Sayangnya, Pawukon Jawa ini statusnya sudah sayup-sayup tak terdengar. Orang Indonesia lebih mengenal zodiac dan shio dibanding pawukon. Padahal keakuratannya cukup lumayan lho, sekitar 70% mendekati benar. Selain itu, dibandingkan dengan astrologi versi lain, Pawukon memiliki kelebihan. Selain memberi gambaran secara umum untuk mengetahui kondisi fisik, karakter, atau watak seseorang, setiap wuku juga mampu menemukan jenis naas (pengapesan) atau pantangan yang harus dihindari serta proyeksi “nasib” seseorang di masa datang.
Di ruangan belakang ini ada satu ruangan kecil di pojokan dan agak gelap. Ruangan Canthik Rajamala namanya. Ruangan ini menyimpan canthik (hiasan) kapal yang terbuat dari pohon jati hutan Donoloyo (Wonogiri). Hiasan ini terpasang pada kedua ujung kapal, yaitu pada haluan dan buritan kapal. Nama Rajamala diambil dari Raden Rajamala, salah satu tokoh pewayangan yang berwujud raksasa air yang perkasa karena memiliki kesaktian yang tak terkalahkan. Matanya melotot, rambutnya tebal dan lebat, hidungnya menjorok ke depan disertai kumis tebal dan digambarkan memiliki sepasang taring.
Canthik Rajamala sudah ada sejak tahun 1811 dan merupakan peninggalan dari pemerintahan Pakubuwono IV. Perahu ini merupakan alat transportasi andalan bagi Kasunanan Surakarta, karena saat itu memang belum ada kereta api.

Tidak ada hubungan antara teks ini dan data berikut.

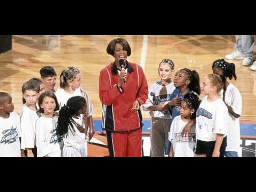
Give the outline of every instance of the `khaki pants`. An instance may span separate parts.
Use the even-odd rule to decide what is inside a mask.
[[[151,157],[164,156],[170,127],[171,119],[152,118],[150,127]]]

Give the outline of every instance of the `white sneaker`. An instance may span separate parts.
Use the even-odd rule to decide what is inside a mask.
[[[243,59],[244,58],[244,55],[238,50],[235,50],[230,54],[225,55],[227,59]]]
[[[252,65],[252,58],[251,57],[246,57],[243,60],[242,65],[244,66],[247,66],[249,65]]]
[[[253,62],[253,63],[251,65],[251,67],[250,67],[250,68],[251,69],[251,70],[256,70],[256,61]]]

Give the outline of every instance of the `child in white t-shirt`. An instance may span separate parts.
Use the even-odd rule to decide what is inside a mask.
[[[196,127],[192,126],[189,132],[181,136],[181,132],[190,119],[196,118],[200,100],[196,93],[191,92],[184,95],[180,109],[180,115],[172,120],[169,139],[171,142],[170,157],[194,157],[196,145]]]
[[[83,115],[88,122],[89,126],[88,134],[89,140],[91,140],[95,132],[92,118],[92,115],[95,113],[95,108],[87,94],[80,87],[81,82],[82,76],[79,69],[74,67],[69,67],[63,70],[60,74],[60,86],[61,88],[57,90],[55,94],[60,108],[66,105],[68,100],[73,97],[82,96],[85,99],[87,110]]]
[[[36,124],[37,157],[60,157],[60,140],[57,134],[58,110],[57,98],[52,91],[42,93],[39,98],[39,113],[42,115]]]
[[[207,75],[204,78],[201,89],[205,96],[196,111],[197,156],[225,156],[229,115],[228,108],[219,94],[223,89],[225,95],[225,81],[224,76],[215,74]]]
[[[163,157],[168,142],[168,132],[172,118],[168,103],[171,101],[171,96],[175,89],[171,78],[174,70],[174,64],[172,60],[165,59],[160,62],[158,74],[161,79],[150,87],[148,98],[142,105],[143,110],[149,111],[151,116],[151,157]],[[176,103],[180,101],[181,99],[176,99]]]
[[[36,103],[40,85],[35,81],[25,82],[22,87],[24,105],[20,113],[21,149],[27,157],[36,156],[36,122],[38,118]],[[25,103],[24,103],[25,101]]]
[[[57,134],[63,138],[63,157],[87,156],[88,124],[84,114],[87,109],[85,99],[81,96],[70,98],[60,110]]]
[[[229,125],[227,136],[227,147],[225,156],[238,157],[240,148],[240,122],[239,118],[242,114],[242,99],[238,89],[227,78],[236,80],[235,64],[219,59],[213,62],[212,66],[214,74],[223,75],[226,77],[227,90],[225,95],[225,102],[229,114]],[[220,92],[223,98],[223,92]]]
[[[0,92],[0,157],[21,157],[20,118],[9,93]]]

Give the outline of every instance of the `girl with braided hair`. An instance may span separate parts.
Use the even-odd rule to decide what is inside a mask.
[[[180,101],[177,103],[177,105],[172,105],[173,101],[178,98],[182,100],[184,98],[184,95],[186,93],[195,92],[198,95],[201,93],[199,85],[199,77],[198,73],[195,70],[191,70],[187,68],[183,68],[179,70],[176,73],[175,75],[174,79],[173,81],[174,86],[176,89],[173,91],[171,97],[171,102],[170,103],[172,113],[172,119],[178,115],[180,115]],[[184,127],[183,130],[181,132],[182,136],[186,136],[190,132],[190,129],[192,126],[195,124],[195,119],[190,121]],[[171,143],[169,142],[166,154],[170,154]]]
[[[87,155],[88,124],[84,114],[87,109],[85,99],[81,96],[70,98],[59,111],[57,134],[63,139],[63,157],[86,157]]]
[[[222,75],[225,77],[226,91],[220,95],[228,108],[229,114],[229,125],[228,134],[227,137],[227,148],[225,156],[226,157],[238,157],[238,151],[240,147],[240,122],[239,118],[242,114],[242,100],[240,92],[232,83],[228,82],[233,78],[236,80],[235,65],[229,63],[224,59],[218,59],[213,62],[212,66],[214,74]]]
[[[206,75],[201,90],[205,96],[196,111],[196,154],[199,157],[223,157],[229,126],[228,111],[219,96],[225,89],[225,78],[216,74]]]
[[[180,115],[172,119],[169,139],[171,142],[170,157],[194,157],[196,145],[196,126],[194,125],[189,133],[185,137],[181,132],[190,119],[196,118],[196,111],[200,105],[200,99],[195,92],[187,93],[181,101]]]
[[[66,105],[68,100],[72,97],[82,96],[86,101],[86,113],[83,114],[85,119],[89,125],[89,139],[91,140],[94,134],[94,126],[92,115],[95,113],[95,108],[92,105],[88,95],[80,87],[82,76],[78,69],[74,67],[69,67],[63,70],[60,76],[60,86],[56,91],[56,97],[61,108]]]
[[[172,79],[174,63],[168,59],[159,64],[161,80],[154,83],[149,90],[148,99],[142,105],[143,110],[149,111],[150,125],[150,156],[163,157],[168,143],[168,132],[171,126],[171,114],[168,103],[175,87]],[[181,101],[177,99],[176,103]]]

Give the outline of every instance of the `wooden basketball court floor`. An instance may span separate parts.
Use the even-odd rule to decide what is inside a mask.
[[[12,50],[0,55],[0,91],[12,95],[14,110],[19,113],[22,85],[32,77],[39,77],[42,67],[51,66],[55,69],[59,86],[61,71],[69,66],[76,67],[81,71],[81,87],[96,109],[94,119],[101,119],[99,75],[104,66],[114,61],[106,49],[117,37],[127,40],[132,50],[127,60],[141,65],[149,86],[159,79],[158,68],[162,59],[173,60],[175,70],[185,67],[197,70],[202,79],[212,73],[213,61],[233,51],[235,43],[235,36],[229,35],[13,35]],[[228,61],[236,65],[237,80],[231,82],[243,98],[241,122],[256,123],[256,71],[243,66],[241,60]],[[142,112],[142,115],[144,119],[150,119],[148,113]],[[104,137],[97,134],[94,138],[106,143]],[[100,145],[89,145],[89,150],[91,156],[108,154],[107,148]]]

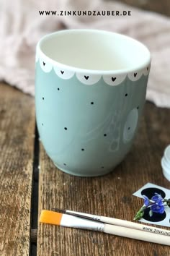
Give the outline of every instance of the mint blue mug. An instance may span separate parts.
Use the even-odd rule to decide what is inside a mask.
[[[95,176],[122,161],[138,129],[150,64],[145,46],[111,32],[66,30],[39,41],[37,124],[59,169]]]

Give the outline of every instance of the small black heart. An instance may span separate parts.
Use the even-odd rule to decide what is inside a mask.
[[[115,80],[116,80],[116,77],[112,77],[112,80],[113,82],[115,82]]]

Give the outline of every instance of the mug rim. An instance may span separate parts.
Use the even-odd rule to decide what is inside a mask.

Pada mulanya, kapal ini digunakan untuk hilir mudik dari Bengawan Solo sampai ke Gresik. Bahkan Perahu ini pernah juga digunakan raja-raja Surakarta yang akan menjemput dan mempersunting putri-putri dari kerajaan Madura. Kapal mewah ini terakhir digunakan pada masa pemerintahan Paku Buwono IX, karena alat transportasi sudah beralih ke kereta api. Sekarang, Canthik Rajamala disimpan di Museum Radya Pustaka. Dan pada hari tertentu, selalu diberi sesaji lengkap dengan tujuan menghormati ‘penunggunya.’
Pantas saja, saya seperti ditarik untuk menorehkan banyak perhatian di tempat ini. Seperti daya magnet, ruangan itu menyedot seluruh perhatian saya. Dari semua ruangan yang saya masuki, hanya di ruangan ini saya menghabiskan waktu agak lama. Saya ingin mendekat, tapi seolah ada tangan yang memegang kaki saya. Ternyata, ada ‘kisah’ di balik hiasan perahu itu.